With the forces of the Islamic State formerly named the Islamic State of Iraq and Syria a short drive from Baghdad, I can understand why people want the divisive Maliki gone. But a report that gives no thought to how it would look from his perspective has as good a chance of misleading as informing.

There’s another, less obvious but nevertheless misleading piece of information later in the article.

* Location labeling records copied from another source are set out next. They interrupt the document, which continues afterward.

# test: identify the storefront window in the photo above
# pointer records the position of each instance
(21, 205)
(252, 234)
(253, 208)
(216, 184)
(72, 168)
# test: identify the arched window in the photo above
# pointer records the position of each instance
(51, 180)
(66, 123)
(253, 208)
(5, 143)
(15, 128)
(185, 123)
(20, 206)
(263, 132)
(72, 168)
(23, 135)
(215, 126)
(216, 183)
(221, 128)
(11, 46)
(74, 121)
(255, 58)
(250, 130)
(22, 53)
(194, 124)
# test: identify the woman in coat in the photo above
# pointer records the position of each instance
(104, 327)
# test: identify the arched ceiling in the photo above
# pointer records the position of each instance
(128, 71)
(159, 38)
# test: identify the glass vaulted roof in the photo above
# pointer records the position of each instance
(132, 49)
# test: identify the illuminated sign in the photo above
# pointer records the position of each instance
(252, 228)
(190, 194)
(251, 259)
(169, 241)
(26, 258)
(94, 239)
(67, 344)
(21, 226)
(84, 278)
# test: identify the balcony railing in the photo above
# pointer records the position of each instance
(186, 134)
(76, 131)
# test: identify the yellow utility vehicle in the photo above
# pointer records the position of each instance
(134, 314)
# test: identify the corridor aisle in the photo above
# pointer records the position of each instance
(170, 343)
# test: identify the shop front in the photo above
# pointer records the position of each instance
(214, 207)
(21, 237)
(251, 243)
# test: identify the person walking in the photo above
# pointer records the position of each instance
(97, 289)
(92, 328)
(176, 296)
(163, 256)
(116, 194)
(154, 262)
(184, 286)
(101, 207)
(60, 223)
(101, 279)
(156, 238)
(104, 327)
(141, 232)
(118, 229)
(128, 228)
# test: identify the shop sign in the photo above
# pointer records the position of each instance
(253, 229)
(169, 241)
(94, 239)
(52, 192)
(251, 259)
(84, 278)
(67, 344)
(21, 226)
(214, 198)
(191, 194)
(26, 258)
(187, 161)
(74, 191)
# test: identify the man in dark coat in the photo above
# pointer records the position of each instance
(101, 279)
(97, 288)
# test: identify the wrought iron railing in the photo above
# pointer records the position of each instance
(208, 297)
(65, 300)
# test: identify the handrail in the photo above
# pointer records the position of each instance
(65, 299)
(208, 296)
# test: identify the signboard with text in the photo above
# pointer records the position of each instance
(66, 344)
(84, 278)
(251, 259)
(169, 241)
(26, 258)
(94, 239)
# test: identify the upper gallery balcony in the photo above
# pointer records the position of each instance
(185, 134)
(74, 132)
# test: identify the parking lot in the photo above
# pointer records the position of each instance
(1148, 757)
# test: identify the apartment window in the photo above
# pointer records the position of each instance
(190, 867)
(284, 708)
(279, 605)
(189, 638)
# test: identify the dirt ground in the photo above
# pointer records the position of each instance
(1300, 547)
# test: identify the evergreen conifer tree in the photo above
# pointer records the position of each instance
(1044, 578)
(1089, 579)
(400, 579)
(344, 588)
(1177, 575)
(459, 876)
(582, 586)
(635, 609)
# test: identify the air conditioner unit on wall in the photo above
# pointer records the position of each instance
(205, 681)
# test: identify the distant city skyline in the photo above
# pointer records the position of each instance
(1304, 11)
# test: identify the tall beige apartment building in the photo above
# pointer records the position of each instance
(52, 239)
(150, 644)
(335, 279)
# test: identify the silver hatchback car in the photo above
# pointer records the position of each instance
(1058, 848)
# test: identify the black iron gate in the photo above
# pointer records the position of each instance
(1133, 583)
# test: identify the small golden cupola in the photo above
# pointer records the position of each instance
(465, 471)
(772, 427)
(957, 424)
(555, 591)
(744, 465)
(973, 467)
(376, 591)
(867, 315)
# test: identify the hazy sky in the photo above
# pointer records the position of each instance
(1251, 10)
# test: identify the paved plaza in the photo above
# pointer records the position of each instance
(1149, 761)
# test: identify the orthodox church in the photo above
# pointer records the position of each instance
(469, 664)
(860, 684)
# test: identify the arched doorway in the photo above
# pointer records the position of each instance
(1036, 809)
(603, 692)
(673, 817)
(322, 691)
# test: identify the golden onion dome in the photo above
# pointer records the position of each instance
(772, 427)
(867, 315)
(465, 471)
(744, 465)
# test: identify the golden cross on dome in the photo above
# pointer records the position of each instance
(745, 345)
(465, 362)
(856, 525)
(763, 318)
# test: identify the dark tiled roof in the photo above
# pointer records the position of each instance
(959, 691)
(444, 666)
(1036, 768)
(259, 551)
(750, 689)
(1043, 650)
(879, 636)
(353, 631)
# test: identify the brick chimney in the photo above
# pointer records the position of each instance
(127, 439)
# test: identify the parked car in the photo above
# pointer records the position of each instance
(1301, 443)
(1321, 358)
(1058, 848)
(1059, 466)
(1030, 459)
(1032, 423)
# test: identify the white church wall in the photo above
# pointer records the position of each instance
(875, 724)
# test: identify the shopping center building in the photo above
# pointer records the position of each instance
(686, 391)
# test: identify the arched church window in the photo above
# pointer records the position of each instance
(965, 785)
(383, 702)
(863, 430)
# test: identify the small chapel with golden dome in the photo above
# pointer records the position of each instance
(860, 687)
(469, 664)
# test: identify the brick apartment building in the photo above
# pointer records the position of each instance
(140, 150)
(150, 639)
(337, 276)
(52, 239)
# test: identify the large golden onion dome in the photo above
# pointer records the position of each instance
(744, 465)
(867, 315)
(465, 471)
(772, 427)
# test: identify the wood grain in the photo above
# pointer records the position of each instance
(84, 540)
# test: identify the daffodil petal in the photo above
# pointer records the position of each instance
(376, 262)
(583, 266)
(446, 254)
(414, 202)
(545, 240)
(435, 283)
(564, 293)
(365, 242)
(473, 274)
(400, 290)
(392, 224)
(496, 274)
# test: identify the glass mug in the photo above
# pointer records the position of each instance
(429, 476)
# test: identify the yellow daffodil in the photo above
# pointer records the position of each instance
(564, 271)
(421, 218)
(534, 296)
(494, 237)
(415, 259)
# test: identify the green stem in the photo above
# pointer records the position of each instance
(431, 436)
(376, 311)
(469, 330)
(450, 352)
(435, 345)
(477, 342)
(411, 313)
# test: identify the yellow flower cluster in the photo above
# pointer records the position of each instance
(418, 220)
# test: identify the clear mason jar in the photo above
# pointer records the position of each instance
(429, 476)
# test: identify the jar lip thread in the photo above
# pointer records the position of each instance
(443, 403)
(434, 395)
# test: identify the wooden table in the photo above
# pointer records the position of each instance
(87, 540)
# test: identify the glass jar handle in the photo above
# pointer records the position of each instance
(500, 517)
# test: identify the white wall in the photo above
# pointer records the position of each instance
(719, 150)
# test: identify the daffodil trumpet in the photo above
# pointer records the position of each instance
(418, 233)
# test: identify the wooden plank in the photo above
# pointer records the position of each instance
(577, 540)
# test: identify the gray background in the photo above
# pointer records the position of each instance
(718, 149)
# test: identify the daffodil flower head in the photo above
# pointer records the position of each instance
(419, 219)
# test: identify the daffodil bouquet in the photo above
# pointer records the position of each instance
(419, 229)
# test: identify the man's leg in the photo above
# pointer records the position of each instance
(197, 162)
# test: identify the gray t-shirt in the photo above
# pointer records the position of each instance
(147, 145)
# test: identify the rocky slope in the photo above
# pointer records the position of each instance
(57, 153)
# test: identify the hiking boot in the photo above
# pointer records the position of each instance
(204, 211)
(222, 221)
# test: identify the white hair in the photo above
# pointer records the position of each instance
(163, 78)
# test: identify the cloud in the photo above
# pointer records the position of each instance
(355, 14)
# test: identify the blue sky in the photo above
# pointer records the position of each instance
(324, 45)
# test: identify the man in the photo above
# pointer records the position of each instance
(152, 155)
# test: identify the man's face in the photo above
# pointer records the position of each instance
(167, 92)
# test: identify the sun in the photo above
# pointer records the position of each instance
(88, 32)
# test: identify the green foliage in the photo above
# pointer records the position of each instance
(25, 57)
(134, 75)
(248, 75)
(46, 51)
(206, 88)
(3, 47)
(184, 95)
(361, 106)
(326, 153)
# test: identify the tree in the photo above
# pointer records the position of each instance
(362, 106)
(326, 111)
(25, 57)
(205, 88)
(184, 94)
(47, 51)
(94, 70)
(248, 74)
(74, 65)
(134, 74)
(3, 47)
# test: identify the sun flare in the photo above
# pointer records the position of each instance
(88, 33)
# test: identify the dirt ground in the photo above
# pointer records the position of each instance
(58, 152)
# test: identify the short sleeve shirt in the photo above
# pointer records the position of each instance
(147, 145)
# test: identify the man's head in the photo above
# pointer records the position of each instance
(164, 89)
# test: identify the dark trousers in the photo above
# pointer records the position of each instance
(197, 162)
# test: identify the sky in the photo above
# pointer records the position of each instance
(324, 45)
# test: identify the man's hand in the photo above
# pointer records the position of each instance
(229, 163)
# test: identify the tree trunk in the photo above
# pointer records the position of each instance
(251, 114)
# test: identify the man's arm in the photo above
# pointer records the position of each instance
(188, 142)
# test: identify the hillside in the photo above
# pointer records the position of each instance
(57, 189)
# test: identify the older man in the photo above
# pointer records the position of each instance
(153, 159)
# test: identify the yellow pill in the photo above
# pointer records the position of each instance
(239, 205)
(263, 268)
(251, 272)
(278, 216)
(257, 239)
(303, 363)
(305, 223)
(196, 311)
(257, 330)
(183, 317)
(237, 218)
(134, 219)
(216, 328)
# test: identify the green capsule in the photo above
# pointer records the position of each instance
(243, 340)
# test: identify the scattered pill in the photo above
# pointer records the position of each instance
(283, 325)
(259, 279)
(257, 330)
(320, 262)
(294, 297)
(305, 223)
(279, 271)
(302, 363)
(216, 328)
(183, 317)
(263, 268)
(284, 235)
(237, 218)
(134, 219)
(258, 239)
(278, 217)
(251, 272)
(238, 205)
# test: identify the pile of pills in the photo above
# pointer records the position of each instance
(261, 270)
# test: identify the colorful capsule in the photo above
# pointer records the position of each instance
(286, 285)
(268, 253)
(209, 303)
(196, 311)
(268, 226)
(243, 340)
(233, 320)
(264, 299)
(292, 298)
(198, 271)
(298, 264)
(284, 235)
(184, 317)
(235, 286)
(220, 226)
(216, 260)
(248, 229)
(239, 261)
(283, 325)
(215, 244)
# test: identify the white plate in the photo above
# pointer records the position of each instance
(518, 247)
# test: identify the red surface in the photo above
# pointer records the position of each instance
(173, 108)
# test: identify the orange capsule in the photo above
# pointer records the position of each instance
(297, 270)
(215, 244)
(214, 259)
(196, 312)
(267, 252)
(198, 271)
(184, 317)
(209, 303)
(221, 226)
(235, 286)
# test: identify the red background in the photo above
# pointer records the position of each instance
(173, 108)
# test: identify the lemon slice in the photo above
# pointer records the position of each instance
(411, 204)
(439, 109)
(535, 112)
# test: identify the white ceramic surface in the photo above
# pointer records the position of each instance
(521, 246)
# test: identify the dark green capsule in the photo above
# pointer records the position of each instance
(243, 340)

“The group, which sees Shi'ites as infidels who deserve to be killed, has ruthlessly moved through one town after another, using tanks and heavy weapons it seized from soldiers who fled in the thousands.
“Islamic State militants have killed hundreds of Iraq's minority Yazidis, burying some alive and taking women as slaves, an Iraqi government minister said on Sunday, as U.S. warplanes again bombed the insurgents.
“Human rights minister Mohammed Shia al-Sudani accused the Sunni Muslim insurgents –who have ordered the community they regard as ‘devil worshippers’ to convert to Islam or die—of celebrating what he called a ‘a vicious atrocity’.
“No independent confirmation was available of the killings of hundreds of Yazidis, bloodshed that could increase pressure on Western powers to do more to help tens of thousands of people, including many from religious and ethnic minorities, who have fled the Islamic State's offensive.”

Now it may turn out to be true that “Islamic State militants have killed hundreds of Iraq's minority Yazidis, burying some alive and taking women as slaves.” But who saw this happen? And get away? It’s plausible that a few Yazidis escaped a large-scale massacre. But buried alive? Enslaved women? How do you get escape that to live to tell the tale? The Iraqi official’s account sounds more like typical rumors that crop up before and after a swift onslaught of enemy forces. And the success of the Islamic State so far suggests that its forces are too disciplined for that to happen. Soldiers, policemen, militia, yes. Civilians? I think that it would first try to collect taxes before it resorted to the sword. Of course it would be easy for the Iraqi authorities to produce witnesses and other evidence. The Reuters report does say that the claim was uncorroborated. But did the reporters bother to ask the Iraqi official, who had every incentive to use any bit of information regarding the urgency and seriousness of the situation regardless of it veracity?


I deal almost exclusively in publicly available information. Experience tells me that it’s exclusive information that can be wildly misleading. But publicly available information has its own shortcomings. The biases of statistics can often be gleaned from the accompanying notes; for less formally rendered sources, you often have to use common sense.